Ans. The Monetary Policy Committee (MPC) is the body of the
RBI, headed by the Governor, responsible for taking the
important monetary policy decision about setting the repo rate.
Repo rate is ‘the policy instrument’ in monetary policy that helps
to realize the set inflation target by the RBI (at present 4%).
The MPC replaces the previous arrangement of Technical
Advisory Committee.
The MPC was setup after a Memorandum of Understanding
between the government and the RBI about the conduct of the
new inflation targeting monetary policy framework in February
2015. First meeting of the MPC was held on October 4, 2016 after
the Government made amendment of the RBI Act in June 27,
2016. Committee’s meeting also marked the beginning of full-
fledged implementation of the new inflation targeting monetary
policy framework.
#Structure of the MPC
The Monetary Policy Committee (MPC) is formed under the RBI
with six members. Three of the members are from the RBI while
the other three members are appointed by the government.
Members from the RBI are the Governor who is the chairman of
the MPC, a Deputy Governor and one officer of the RBI. The
government members are appointed by the Centre on the
recommendations of a search-cum-selection committee which is
to be headed by the Cabinet Secretary.
The Committee is to meet at least four times a year and make
public its decisions following each meeting. The quorum for the
meeting of the MPC is four members. There will be no
reappointment of the committee.
Under MPC, the governor has a casting vote and doesn’t enjoy
veto power (there was veto power for him under TAC). Decisions
will be taken on the basis of majority vote.
The main responsibility of the MPC is to administer the inflation
targeting monetary policy regime through determining the policy
rate or repo rate to contain inflation.
#Function of the MPC
The main responsibility of the MPC will be to keep the inflation
targets set by the RBI. The MPC decides the changes to be made
to the policy rate (repo rate) to contain inflation within the target
(based on CPI) level set under India’s inflation targeting regime.

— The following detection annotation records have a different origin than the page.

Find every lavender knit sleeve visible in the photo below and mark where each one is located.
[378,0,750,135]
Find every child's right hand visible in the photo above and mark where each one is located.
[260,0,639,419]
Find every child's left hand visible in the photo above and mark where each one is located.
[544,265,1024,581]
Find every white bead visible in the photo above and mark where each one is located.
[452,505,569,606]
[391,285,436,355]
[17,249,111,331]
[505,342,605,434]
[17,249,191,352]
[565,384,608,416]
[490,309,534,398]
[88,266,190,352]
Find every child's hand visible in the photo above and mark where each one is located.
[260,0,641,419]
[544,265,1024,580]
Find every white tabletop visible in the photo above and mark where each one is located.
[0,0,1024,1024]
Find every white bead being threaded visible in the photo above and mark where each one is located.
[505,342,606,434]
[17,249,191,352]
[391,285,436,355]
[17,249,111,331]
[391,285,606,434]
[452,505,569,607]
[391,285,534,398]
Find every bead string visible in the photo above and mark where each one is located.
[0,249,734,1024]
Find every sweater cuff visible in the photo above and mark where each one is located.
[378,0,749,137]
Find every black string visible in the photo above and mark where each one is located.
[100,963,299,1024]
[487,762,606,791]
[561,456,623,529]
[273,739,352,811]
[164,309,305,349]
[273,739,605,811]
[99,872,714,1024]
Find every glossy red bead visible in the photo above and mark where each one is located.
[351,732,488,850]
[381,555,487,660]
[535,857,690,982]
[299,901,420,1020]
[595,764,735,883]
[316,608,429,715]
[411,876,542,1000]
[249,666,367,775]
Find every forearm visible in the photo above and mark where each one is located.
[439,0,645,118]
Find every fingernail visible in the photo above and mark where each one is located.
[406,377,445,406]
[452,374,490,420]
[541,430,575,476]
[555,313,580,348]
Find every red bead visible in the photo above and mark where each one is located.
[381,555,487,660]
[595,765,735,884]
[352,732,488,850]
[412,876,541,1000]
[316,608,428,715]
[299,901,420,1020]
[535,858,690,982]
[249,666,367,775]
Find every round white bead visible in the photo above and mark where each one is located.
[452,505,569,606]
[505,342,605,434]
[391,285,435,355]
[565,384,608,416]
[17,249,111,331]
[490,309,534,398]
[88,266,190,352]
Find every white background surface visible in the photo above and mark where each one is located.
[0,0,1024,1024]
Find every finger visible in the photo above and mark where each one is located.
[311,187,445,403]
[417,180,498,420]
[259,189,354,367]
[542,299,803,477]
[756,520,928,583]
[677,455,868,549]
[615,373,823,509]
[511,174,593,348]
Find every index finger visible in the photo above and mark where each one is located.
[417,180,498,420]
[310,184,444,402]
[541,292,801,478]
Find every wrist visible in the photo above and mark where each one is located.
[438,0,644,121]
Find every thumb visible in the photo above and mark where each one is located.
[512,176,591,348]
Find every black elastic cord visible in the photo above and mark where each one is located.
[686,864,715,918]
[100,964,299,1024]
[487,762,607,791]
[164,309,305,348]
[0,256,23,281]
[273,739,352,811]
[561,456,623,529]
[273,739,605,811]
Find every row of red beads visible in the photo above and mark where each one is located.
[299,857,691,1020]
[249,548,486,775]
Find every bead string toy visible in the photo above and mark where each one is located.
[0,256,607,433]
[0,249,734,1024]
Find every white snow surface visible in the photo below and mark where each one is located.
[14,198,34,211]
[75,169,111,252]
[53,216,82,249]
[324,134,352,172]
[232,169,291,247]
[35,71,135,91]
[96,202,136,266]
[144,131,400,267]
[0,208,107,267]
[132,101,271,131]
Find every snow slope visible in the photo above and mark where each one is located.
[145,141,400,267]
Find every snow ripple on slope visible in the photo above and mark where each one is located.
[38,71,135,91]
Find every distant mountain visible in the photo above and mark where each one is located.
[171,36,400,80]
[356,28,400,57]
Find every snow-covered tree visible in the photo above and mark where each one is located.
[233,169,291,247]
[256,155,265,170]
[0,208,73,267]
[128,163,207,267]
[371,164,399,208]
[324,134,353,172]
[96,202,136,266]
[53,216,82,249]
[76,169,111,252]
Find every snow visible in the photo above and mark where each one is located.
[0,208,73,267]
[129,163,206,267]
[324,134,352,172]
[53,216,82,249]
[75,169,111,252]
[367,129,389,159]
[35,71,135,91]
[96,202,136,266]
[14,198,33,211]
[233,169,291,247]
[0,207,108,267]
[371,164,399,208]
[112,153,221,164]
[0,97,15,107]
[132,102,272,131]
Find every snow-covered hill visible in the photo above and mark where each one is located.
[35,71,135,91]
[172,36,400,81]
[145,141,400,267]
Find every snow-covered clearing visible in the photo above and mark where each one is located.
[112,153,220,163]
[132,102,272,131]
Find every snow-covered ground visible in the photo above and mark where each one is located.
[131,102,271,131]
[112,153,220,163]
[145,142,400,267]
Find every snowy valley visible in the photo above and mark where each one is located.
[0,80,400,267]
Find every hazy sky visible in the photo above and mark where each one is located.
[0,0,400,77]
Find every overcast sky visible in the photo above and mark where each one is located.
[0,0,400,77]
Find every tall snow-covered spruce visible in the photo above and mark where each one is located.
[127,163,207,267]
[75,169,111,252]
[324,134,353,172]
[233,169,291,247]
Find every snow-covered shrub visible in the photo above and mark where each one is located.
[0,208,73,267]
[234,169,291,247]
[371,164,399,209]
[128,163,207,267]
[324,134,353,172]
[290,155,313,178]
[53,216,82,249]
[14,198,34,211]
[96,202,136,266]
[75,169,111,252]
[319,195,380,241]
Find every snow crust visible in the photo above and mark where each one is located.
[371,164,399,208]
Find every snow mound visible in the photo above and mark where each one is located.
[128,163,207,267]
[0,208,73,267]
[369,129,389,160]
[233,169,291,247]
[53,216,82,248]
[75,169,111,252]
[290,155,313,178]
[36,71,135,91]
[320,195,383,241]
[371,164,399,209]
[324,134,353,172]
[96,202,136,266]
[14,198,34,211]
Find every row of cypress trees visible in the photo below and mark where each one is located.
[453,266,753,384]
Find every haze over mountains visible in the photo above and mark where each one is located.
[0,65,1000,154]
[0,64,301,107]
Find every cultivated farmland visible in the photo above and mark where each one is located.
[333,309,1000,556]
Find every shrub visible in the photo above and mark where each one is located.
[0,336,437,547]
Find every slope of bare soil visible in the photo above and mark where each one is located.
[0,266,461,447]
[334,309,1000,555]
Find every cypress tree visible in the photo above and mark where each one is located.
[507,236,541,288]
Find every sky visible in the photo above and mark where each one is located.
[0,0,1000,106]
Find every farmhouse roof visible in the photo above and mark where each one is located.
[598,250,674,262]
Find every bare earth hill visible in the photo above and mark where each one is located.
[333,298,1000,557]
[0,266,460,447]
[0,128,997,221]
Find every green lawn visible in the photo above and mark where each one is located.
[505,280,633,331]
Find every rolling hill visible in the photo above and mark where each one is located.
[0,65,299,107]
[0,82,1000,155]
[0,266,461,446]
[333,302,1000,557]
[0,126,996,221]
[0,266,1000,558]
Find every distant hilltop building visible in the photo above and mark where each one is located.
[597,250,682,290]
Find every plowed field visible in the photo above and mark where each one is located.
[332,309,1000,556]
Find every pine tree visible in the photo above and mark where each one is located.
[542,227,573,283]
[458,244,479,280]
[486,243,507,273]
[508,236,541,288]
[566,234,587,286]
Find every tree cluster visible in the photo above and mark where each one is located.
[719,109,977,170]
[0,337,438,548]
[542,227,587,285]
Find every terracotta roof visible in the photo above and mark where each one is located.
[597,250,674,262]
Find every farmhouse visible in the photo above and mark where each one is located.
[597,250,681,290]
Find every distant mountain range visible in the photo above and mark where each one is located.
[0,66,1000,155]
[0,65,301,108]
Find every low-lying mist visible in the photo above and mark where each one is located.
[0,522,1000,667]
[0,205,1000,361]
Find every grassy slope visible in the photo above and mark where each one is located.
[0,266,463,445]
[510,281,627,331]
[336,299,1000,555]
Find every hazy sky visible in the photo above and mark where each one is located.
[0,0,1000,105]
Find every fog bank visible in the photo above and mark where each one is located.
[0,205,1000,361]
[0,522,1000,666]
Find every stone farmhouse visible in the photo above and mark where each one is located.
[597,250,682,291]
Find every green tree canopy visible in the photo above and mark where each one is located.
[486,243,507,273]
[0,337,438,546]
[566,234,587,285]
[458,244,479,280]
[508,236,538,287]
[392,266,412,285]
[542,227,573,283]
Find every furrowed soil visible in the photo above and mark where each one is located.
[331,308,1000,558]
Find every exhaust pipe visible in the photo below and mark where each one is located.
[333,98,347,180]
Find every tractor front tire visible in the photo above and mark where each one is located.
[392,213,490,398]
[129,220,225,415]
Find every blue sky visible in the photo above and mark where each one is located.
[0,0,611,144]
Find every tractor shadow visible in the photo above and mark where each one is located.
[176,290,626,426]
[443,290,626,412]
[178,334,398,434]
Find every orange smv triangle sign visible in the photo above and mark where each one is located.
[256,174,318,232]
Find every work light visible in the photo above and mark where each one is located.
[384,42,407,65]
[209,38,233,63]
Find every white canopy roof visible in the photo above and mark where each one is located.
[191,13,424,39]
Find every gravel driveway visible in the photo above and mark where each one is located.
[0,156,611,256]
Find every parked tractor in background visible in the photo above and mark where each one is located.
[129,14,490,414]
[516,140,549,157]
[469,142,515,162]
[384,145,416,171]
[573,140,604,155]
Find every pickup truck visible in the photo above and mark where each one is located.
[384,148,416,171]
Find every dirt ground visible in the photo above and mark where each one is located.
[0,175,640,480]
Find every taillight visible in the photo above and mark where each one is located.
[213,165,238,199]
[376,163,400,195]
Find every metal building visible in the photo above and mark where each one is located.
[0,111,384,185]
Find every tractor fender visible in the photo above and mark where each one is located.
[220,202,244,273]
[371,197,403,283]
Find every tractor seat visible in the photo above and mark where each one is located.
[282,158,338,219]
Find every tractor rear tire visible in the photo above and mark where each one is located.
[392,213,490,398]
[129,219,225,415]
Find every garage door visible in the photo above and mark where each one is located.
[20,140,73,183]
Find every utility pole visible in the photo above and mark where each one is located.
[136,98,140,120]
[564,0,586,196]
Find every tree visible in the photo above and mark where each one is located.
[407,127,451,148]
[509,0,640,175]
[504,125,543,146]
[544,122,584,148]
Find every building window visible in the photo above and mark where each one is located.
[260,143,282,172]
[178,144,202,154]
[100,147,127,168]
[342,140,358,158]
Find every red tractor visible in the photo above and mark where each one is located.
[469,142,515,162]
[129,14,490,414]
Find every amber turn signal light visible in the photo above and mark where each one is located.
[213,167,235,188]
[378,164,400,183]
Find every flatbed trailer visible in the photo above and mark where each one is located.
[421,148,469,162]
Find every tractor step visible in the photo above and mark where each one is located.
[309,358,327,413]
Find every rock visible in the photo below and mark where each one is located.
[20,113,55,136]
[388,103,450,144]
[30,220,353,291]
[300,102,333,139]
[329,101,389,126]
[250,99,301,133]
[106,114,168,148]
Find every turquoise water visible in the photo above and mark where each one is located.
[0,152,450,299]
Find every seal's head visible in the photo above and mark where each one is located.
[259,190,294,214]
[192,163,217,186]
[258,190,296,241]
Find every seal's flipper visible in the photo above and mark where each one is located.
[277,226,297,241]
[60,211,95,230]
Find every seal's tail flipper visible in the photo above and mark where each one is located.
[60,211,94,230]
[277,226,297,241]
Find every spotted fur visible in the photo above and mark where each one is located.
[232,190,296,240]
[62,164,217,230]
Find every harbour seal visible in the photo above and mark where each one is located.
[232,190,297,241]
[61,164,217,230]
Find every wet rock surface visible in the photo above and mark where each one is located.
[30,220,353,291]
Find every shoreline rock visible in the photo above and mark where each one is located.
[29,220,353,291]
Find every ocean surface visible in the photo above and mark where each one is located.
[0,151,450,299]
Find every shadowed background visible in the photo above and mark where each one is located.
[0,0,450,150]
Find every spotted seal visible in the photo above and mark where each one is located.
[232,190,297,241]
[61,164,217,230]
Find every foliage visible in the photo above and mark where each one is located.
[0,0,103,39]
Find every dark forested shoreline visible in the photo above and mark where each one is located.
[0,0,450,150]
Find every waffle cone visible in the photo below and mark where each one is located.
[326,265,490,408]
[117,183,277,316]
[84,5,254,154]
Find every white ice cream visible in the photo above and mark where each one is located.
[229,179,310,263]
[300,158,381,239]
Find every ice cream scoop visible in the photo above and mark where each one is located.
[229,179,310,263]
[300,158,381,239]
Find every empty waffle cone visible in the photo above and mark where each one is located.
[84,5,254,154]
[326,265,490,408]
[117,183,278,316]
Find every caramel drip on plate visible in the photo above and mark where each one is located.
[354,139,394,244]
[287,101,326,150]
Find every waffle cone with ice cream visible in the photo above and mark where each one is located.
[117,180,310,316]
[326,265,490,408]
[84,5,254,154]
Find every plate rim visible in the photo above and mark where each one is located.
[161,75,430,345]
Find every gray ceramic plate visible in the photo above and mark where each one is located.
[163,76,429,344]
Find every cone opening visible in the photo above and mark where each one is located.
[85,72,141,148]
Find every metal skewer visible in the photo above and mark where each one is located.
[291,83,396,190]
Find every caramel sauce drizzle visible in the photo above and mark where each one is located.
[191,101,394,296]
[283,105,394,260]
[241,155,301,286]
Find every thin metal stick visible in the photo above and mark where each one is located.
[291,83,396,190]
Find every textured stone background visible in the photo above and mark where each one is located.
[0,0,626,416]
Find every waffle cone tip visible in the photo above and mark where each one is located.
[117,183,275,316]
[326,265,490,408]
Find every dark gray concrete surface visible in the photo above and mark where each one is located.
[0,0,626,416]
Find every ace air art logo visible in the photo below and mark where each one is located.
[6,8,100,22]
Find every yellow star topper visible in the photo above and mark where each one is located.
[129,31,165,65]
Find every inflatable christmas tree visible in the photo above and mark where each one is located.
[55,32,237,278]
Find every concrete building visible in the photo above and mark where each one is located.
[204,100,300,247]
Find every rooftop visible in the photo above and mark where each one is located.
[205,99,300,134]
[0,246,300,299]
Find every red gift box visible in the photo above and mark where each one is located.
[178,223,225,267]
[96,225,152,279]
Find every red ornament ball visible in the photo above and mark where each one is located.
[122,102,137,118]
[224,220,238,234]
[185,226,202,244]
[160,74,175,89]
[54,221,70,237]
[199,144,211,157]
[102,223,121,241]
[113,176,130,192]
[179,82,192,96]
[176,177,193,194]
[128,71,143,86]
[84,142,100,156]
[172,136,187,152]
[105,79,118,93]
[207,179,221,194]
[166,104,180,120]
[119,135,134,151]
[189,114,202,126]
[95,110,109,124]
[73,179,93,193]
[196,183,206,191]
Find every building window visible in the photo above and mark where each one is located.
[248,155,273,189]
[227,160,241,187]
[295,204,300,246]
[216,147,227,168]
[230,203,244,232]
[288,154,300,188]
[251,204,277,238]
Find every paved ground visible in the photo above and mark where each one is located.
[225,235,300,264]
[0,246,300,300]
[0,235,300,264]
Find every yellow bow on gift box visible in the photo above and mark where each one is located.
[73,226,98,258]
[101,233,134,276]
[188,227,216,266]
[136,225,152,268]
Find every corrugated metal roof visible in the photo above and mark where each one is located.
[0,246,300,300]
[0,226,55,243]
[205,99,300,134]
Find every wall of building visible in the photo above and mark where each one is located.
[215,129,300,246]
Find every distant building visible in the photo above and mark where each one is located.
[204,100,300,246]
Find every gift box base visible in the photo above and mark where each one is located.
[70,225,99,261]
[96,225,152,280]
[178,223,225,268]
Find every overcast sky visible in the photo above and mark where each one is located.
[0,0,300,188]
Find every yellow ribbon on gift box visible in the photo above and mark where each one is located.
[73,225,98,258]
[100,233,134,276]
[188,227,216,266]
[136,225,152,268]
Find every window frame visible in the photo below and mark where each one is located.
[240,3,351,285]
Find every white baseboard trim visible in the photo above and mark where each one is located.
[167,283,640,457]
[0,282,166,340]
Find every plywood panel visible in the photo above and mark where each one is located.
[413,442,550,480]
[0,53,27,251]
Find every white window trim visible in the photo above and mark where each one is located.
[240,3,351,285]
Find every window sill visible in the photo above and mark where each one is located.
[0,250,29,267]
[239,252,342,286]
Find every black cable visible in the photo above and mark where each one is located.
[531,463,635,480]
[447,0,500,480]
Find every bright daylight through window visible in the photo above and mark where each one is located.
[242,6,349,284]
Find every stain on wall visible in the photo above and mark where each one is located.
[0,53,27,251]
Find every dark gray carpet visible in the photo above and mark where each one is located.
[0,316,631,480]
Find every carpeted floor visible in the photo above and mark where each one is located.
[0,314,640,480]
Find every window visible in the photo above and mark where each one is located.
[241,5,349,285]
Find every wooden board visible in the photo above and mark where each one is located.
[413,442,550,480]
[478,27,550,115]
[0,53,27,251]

Members of the MPC can suggest reasons for their support or
opposition for a policy rate change. This will be published in the
minutes of the MPC and the minutes should be published after 14
days of MPC meeting. The minutes should contain the reasons for
each member proposing or opposing the monetary policy decision
taken by the NPC.
In case the inflation target is failed to achieve (2% higher or lower
than the set target of 4% for continuous three quarters), the RBI
has to give an explanation to the government about the reasons,
the remedial actions and the estimated time for realizing the
target. Another responsibility for the RBI is to publish a Monetary
Policy Report every six months, elaborating inflation forecasts
and inflation sources for the next six to eighteen months.
#Present Members of the MPC
As mentioned, there are six members in the MPC. Three each
from the RBI and the government.
Members from the RBI are: Governor Shaktikanta Das, Michael
Patra (officer recommended by the Central Board) and Viral
Acharya (Deputy Governor in charge of Monetary Policy
Department).
Government representatives are Chetan Ghate, Professor at
Indian Statistical Institute, Pami Dua, Director at Delhi School of
Economics and Ravindra Dholakia, Professor of IIM Ahmedabad.
The MPC members are appointed for a period of four years.